I live and work in Hamilton, a steel town on the shores of Lake Ontario halfway between Toronto and Buffalo.
I suppose I've always been the creative type. I've been involved in visual arts since I learned how to hold a pen. I graduated from the University of Toronto with a fine arts degree through its innovative Art and Art History program in conjunction with Sheridan College in Oakville. I focused mainly on painting and printmaking, but those who know me from that time recollect my compulsive graphomaniacal tendency to fill sketchbook after sketchbook with ink drawings.
In 1998 I attended the luthiery training program run by David Freeman at Timeless Instruments in Tugaske Saskatchewan. This was a marvelous experience, as the town is isolated. There are absolutely no distractions. One concentrates on guitar making for all of one's waking hours. Then one falls asleep dreaming about guitars.

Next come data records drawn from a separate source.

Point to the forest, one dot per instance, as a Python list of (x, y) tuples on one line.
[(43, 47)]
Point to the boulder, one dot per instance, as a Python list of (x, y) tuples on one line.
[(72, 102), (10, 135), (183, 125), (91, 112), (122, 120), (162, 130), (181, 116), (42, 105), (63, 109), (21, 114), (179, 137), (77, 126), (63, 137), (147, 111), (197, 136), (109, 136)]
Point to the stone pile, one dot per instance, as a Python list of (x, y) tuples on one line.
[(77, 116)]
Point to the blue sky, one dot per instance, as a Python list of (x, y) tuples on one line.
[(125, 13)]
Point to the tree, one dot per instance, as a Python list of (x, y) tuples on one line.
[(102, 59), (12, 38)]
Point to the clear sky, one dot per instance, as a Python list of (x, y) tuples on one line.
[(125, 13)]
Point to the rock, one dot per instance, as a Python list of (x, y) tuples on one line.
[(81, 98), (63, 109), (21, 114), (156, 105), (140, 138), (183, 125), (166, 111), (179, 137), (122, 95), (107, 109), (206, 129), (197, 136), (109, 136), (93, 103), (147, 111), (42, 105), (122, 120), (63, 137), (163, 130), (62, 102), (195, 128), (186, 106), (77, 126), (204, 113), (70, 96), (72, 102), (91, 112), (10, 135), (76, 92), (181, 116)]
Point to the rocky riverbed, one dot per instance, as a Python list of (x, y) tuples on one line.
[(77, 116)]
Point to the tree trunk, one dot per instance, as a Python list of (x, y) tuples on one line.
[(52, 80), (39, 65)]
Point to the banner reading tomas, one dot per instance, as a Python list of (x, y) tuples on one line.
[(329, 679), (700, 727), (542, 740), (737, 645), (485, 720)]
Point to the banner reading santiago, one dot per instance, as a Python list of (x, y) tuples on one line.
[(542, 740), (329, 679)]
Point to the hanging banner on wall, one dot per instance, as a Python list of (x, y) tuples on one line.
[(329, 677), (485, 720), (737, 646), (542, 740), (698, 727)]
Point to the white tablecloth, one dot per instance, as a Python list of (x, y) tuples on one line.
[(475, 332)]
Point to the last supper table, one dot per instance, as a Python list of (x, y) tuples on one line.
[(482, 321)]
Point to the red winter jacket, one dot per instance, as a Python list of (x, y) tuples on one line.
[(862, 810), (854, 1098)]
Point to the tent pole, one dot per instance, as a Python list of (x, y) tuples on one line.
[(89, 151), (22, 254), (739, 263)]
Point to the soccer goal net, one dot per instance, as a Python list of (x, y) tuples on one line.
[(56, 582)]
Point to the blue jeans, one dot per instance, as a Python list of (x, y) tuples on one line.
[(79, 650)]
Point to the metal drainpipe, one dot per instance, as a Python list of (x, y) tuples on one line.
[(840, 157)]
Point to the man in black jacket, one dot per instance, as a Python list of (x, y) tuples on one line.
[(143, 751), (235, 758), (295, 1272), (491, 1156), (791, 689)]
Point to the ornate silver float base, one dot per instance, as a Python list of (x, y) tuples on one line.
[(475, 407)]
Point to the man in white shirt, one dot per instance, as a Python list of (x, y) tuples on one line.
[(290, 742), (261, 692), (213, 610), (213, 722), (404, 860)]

I spent time as the resident repair person at The Music Shack in Oakville, where I worked on everything from budget Korean steel strings to celtic harps.
I was employed by Lee Valley Tools as a salesperson in the Burlington Ontario store for the better part of seven years. I made showroom displays, taught seminars in hand tool use, attended woodworking shows throughout North America, and sold a good many hand planes and chisels.
My musical tastes are wide. I love crackly delta blues. I also love 18th century chamber music. I have a folksinger's guitar technique. I wish I had "classical hands".
The first lute I ever saw was in the hands of a chubby carolling fellow printed on the lid from an English fruitcake tin. My mother identified it for me. I must have been four or five years old.